Ici, à l’abri du quartier, les discussions sont effectivement franches et animées. « Hier, on a eu une longue discussion sur les caricatures du Prophète. Elles condamnaient toutes l’entêtement de Charlie Hebdo. Je leur ai dit : "Moi franchement si vous pensez que votre prophète, il a une tête de bite, c’est vraiment que vous avez un problème !" Certaines étaient choquées, d’autres ont rigolé. L’une m’a même répondu : "Tu as raison Helena, les vrais religieux pensent comme toi !" », dit, tout sourire, cette athée revendiquée.

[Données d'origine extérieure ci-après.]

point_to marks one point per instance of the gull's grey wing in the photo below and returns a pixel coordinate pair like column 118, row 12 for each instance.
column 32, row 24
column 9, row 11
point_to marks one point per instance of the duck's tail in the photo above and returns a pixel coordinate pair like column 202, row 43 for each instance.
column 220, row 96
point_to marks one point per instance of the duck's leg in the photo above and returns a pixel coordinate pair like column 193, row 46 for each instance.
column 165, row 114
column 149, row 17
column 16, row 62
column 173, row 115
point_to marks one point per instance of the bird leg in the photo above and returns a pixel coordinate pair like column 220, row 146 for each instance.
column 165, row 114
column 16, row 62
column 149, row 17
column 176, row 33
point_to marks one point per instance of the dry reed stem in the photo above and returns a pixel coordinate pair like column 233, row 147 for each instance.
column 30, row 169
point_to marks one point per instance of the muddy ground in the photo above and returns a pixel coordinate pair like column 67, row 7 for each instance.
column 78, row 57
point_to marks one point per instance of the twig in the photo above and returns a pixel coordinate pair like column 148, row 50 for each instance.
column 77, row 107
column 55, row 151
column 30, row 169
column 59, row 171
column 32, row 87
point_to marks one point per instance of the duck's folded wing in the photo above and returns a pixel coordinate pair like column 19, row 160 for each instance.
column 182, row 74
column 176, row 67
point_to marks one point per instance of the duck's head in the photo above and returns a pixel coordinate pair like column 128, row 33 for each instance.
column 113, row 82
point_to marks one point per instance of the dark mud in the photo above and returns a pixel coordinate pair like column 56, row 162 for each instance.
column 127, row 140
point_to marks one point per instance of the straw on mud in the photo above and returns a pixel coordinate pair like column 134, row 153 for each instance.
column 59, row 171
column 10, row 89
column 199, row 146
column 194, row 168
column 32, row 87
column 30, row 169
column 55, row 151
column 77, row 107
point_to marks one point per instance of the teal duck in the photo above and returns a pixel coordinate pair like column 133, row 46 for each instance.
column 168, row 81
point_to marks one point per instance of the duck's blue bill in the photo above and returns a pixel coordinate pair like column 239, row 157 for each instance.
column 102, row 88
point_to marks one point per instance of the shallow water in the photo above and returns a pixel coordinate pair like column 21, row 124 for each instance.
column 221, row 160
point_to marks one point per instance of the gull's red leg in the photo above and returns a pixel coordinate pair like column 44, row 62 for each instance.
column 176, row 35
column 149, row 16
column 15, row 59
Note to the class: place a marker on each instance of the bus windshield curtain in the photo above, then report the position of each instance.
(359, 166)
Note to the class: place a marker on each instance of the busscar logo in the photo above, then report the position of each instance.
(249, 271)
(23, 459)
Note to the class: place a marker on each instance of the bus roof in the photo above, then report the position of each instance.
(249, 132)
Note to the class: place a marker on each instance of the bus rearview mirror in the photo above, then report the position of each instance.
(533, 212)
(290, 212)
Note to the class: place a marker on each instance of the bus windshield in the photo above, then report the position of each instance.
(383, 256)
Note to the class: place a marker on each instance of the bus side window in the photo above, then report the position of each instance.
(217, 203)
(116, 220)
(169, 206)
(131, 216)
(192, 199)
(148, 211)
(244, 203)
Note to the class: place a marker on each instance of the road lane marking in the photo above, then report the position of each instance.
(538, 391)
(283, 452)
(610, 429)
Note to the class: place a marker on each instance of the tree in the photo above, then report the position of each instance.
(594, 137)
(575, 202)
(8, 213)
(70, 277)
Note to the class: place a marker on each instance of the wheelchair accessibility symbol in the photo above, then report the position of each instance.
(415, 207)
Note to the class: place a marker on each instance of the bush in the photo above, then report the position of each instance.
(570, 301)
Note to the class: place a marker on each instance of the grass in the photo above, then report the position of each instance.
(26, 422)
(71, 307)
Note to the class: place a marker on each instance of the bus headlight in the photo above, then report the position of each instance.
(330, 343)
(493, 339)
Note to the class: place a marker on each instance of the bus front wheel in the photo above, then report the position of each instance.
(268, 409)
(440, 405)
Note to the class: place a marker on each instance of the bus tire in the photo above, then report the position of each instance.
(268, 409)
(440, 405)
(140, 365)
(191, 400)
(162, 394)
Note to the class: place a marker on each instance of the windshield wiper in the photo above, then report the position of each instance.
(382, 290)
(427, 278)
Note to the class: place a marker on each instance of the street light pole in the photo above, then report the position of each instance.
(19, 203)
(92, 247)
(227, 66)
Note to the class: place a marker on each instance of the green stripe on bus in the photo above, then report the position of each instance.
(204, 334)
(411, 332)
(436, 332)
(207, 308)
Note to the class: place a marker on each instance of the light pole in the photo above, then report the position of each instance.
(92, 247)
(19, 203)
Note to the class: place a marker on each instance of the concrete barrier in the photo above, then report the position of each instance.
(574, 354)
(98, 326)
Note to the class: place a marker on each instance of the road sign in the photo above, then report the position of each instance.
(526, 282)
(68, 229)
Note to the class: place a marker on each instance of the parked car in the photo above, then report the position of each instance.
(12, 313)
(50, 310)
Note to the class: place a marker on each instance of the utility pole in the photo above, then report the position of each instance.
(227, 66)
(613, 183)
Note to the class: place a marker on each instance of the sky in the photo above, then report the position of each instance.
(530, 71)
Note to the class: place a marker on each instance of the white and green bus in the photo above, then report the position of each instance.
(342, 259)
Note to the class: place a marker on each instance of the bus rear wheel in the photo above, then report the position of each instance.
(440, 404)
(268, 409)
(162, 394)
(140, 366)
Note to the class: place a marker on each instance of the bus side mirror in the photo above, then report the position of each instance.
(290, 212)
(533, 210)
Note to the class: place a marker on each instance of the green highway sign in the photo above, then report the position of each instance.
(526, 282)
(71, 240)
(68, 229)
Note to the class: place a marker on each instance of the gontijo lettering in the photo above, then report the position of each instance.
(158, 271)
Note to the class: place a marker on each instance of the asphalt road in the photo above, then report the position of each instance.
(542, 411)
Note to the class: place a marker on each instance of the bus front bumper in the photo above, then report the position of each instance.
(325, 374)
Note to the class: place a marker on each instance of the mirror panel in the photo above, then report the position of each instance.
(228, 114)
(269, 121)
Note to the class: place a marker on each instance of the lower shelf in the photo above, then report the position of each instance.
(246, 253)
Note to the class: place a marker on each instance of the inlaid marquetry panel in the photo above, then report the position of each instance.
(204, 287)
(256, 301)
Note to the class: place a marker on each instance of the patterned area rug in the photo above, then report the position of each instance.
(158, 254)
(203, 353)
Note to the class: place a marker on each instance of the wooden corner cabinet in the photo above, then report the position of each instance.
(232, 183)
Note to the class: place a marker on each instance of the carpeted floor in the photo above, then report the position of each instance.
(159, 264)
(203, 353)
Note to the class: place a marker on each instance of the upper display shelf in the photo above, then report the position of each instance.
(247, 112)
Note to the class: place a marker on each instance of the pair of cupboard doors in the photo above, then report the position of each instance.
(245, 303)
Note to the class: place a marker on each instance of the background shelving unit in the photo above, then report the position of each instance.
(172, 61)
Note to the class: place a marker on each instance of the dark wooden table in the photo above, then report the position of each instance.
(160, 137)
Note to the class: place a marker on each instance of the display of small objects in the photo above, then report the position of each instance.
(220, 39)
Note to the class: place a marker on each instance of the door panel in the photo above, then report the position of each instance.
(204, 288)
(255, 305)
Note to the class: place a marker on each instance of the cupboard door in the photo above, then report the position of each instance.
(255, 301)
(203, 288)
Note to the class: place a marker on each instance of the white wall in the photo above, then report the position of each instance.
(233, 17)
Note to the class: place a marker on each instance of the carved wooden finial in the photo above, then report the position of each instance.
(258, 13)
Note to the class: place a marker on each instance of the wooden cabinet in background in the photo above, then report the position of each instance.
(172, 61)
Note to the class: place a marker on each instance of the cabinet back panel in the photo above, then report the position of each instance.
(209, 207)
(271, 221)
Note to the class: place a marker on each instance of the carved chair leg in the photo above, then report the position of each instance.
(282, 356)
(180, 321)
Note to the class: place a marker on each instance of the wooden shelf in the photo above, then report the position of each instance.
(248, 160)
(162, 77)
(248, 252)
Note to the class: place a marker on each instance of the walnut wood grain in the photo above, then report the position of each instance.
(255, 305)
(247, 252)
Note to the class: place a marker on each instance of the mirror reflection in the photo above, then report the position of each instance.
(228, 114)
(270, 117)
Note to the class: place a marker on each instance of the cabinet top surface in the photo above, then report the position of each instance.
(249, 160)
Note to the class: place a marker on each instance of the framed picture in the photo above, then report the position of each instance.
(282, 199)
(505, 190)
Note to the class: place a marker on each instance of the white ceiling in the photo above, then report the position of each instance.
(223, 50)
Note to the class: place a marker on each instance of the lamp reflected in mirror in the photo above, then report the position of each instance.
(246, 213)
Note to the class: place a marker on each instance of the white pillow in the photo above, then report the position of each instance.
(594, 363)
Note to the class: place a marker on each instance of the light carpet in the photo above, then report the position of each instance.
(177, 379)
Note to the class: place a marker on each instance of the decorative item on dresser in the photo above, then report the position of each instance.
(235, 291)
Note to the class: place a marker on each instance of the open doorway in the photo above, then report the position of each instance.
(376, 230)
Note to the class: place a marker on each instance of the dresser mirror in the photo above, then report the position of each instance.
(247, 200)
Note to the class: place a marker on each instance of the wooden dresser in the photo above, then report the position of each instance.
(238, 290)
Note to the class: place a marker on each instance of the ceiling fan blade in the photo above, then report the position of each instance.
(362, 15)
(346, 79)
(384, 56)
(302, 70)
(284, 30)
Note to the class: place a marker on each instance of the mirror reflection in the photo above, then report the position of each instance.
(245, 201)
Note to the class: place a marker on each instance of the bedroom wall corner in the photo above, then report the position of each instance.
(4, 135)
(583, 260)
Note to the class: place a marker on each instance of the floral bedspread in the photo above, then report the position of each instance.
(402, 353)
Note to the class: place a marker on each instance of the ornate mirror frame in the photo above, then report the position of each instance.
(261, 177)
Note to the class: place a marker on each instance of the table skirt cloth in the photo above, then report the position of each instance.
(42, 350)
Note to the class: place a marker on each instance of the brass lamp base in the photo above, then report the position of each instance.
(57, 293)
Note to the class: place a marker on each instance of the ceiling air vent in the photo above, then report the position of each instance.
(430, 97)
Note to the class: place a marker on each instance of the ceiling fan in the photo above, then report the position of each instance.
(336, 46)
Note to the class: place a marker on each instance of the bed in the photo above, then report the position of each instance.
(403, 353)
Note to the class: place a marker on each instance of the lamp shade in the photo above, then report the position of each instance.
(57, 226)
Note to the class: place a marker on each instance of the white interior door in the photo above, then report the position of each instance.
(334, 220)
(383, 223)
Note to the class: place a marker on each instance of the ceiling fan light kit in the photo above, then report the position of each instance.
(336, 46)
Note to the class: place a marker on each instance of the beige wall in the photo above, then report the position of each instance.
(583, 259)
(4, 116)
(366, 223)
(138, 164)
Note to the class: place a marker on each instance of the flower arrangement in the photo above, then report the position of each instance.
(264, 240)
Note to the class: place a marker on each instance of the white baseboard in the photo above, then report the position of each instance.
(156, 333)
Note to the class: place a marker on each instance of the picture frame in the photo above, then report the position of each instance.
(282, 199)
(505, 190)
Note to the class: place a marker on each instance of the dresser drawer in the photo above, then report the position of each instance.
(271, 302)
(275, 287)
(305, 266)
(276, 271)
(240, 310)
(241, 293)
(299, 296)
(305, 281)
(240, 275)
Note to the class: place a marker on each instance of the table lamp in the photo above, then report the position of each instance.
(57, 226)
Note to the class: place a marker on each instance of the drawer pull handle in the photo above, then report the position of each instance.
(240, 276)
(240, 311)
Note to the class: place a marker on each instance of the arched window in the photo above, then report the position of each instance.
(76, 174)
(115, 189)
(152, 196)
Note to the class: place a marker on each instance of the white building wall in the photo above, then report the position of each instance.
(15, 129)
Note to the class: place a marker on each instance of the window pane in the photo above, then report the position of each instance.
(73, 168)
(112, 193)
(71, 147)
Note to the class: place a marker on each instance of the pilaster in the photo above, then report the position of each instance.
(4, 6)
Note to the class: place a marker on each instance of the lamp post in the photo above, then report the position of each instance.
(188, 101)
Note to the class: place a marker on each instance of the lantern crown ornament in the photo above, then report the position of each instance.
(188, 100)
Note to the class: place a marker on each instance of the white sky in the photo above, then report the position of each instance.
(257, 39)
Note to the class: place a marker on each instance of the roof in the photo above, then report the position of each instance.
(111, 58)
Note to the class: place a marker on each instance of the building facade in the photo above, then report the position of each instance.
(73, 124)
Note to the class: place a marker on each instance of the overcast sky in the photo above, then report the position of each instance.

L’affluence dans les cours de soutien scolaire – l’Alco suit 176 enfants du quartier – témoigne de l’inquiétude de ces familles vis-à-vis de l’école, même si l’ambition scolaire est parfois limitée. « L’autre jour, on s’est un peu bagarré avec une mère. Sa fille de 14 ans réussit très bien au collège mais la mère n’a aucune ambition pour elle, elle dit qu’elle a déjà un cousin qui l’attend au bled pour se marier. Je lui ai dit : "Mais ta fille, elle peut être ministre !" » Najat Vallaud-Belkacem, l’actuelle ministre de l’éducation nationale, aurait bénéficié ici-même de cours de soutien scolaire lorsqu’elle habitait le quartier. Ici, la chose paraît tellement irréelle, que chacun prend ça pour une boutade.
BOITE NOIREAprès un premier accord de principe, l'inspection a refusé de nous laisser interroger les directeurs d'école et les enseignants sur le thème jugé « trop sensible » de la laïcité. Nous avons donc décidé de changer les prénoms ou de faire témoigner anonymement les enseignants.